Malin Edvardsson May 3, ’22 < 19 min

Save time in the lab with Design of Experiments

Surface Science Blog

If you spend a lot of time planning, executing, and evaluating experiments, time efficiency may be important. A method that could help you both save time and resources and give you as accurate results as possible is Design of Experiments, DoE. We were curious to learn more about this method, and had the privilege to talk to Prof. Marina Axelson-Fisk, Professor in Mathematical Statistics at Chalmers University of Technology. In the interview, Prof. Axelson-Fisk shared her knowledge on how to use DoE to efficiently plan your work and to make the most of the time you spend in the lab.

What is design of experiments?

In brief, design of experiments is a way of making the most of the experiments by planning ahead from the beginning to the end, Prof Axelson-Fisk says. It includes everything from data collection to sample sizes, defining the population, getting an idea of the measurement errors, and what analysis methods to use and so on. With the DoE method, you plan every step of the way before you even begin to collect your data. You can say that it is an umbrella strategy that can help you find answers in an efficient way, Prof Axelson-Fisk says.

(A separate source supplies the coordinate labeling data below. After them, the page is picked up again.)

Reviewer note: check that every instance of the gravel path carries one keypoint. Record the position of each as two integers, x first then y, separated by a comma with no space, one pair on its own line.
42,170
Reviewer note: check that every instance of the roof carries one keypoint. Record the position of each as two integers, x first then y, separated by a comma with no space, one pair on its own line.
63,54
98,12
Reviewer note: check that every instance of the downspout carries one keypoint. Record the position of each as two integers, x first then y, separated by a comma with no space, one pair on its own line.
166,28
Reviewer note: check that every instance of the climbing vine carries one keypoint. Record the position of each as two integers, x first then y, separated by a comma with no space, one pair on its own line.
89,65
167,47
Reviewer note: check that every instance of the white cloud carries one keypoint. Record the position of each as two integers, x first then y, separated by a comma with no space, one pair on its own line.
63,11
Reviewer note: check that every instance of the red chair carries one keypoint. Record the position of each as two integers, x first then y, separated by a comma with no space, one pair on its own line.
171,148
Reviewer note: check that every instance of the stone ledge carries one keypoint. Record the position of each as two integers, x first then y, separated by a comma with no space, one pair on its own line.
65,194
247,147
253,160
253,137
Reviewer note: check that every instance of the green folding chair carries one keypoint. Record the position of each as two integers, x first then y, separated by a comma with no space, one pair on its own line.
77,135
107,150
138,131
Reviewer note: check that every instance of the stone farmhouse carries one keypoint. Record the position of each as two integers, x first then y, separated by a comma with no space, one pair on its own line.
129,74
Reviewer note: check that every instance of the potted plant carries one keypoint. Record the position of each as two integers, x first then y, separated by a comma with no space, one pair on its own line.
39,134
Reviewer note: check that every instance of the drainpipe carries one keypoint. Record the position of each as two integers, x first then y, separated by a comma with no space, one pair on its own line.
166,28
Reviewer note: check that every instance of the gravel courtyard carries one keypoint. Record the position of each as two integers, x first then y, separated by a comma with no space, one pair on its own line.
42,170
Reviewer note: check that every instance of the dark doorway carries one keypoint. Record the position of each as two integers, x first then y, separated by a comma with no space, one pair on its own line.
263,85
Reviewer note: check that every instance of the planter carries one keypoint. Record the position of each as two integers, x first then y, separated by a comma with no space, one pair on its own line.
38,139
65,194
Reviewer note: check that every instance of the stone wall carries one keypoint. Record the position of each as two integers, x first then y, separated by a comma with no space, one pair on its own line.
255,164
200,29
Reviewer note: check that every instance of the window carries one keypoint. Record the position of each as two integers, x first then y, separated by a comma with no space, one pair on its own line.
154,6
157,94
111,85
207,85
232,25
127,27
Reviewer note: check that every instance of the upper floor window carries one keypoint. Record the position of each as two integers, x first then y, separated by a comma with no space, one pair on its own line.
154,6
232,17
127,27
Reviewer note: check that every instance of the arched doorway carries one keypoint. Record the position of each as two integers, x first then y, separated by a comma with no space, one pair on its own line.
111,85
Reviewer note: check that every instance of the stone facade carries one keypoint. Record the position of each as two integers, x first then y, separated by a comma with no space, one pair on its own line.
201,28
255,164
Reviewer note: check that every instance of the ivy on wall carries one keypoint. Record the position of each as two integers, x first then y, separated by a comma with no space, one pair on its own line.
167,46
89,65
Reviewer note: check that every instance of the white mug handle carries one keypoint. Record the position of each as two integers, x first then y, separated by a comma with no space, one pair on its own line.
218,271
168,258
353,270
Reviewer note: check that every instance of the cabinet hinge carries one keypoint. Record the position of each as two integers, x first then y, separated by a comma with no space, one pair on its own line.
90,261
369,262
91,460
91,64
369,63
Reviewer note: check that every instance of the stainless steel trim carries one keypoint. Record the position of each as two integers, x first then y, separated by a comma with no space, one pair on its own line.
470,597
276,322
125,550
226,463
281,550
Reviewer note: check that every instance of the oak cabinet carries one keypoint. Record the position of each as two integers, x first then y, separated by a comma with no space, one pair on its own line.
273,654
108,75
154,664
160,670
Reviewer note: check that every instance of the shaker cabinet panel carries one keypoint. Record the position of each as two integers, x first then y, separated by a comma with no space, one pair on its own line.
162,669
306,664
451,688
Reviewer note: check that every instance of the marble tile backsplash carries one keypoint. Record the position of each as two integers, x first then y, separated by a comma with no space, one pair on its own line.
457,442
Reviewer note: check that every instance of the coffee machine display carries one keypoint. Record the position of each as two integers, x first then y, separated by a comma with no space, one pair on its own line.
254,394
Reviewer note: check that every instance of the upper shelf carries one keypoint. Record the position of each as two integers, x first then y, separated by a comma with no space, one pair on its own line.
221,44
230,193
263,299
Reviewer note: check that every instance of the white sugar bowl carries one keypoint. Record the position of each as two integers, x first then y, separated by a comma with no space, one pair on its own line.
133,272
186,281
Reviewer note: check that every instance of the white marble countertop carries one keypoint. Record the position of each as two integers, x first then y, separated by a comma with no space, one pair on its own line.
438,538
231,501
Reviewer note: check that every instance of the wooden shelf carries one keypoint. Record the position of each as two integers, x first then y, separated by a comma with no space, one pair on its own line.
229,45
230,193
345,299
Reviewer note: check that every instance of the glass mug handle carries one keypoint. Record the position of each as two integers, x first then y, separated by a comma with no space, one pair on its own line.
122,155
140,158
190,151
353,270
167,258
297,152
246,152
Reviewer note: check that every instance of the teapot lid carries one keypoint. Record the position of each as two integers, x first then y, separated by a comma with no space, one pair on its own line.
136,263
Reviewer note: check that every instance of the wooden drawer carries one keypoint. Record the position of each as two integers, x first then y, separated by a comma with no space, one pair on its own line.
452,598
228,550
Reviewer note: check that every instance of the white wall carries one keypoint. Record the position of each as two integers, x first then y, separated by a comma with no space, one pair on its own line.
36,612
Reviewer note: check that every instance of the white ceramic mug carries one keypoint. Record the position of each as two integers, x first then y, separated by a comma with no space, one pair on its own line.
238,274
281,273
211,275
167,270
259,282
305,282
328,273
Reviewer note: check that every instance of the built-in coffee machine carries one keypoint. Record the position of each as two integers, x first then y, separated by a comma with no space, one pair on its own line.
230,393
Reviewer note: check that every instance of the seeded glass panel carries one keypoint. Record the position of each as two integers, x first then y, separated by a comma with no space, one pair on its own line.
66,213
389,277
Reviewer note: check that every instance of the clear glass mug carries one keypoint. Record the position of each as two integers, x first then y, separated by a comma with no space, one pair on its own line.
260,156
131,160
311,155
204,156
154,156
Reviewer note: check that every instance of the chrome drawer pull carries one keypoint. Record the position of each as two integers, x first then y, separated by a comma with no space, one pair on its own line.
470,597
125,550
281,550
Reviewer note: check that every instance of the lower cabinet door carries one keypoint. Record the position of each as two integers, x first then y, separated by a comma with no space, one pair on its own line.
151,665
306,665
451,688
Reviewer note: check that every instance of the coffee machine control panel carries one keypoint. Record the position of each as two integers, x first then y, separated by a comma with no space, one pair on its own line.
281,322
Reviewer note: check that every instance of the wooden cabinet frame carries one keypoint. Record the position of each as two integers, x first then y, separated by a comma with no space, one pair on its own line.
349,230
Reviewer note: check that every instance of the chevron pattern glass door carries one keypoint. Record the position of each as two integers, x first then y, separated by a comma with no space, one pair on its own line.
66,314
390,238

Why is Design of Experiments needed?

Design of Experiments helps you save time and resources. It makes the analysis more efficient and accurate, and it also makes the data collection more efficient, Prof Axelson-Fisk says. Additionally, it is an efficient strategy to help you find the answers that you are looking for. If you do not take care, you may actually miss true phenomena. For example, when you measure something to see a relation between variables, there may be other variables that influence your measurements, and which hide the effects that you are looking for. So, your hypothesis may be true, but you cannot see it because you have not been careful when planning the experiment, Prof Axelson-Fisk says.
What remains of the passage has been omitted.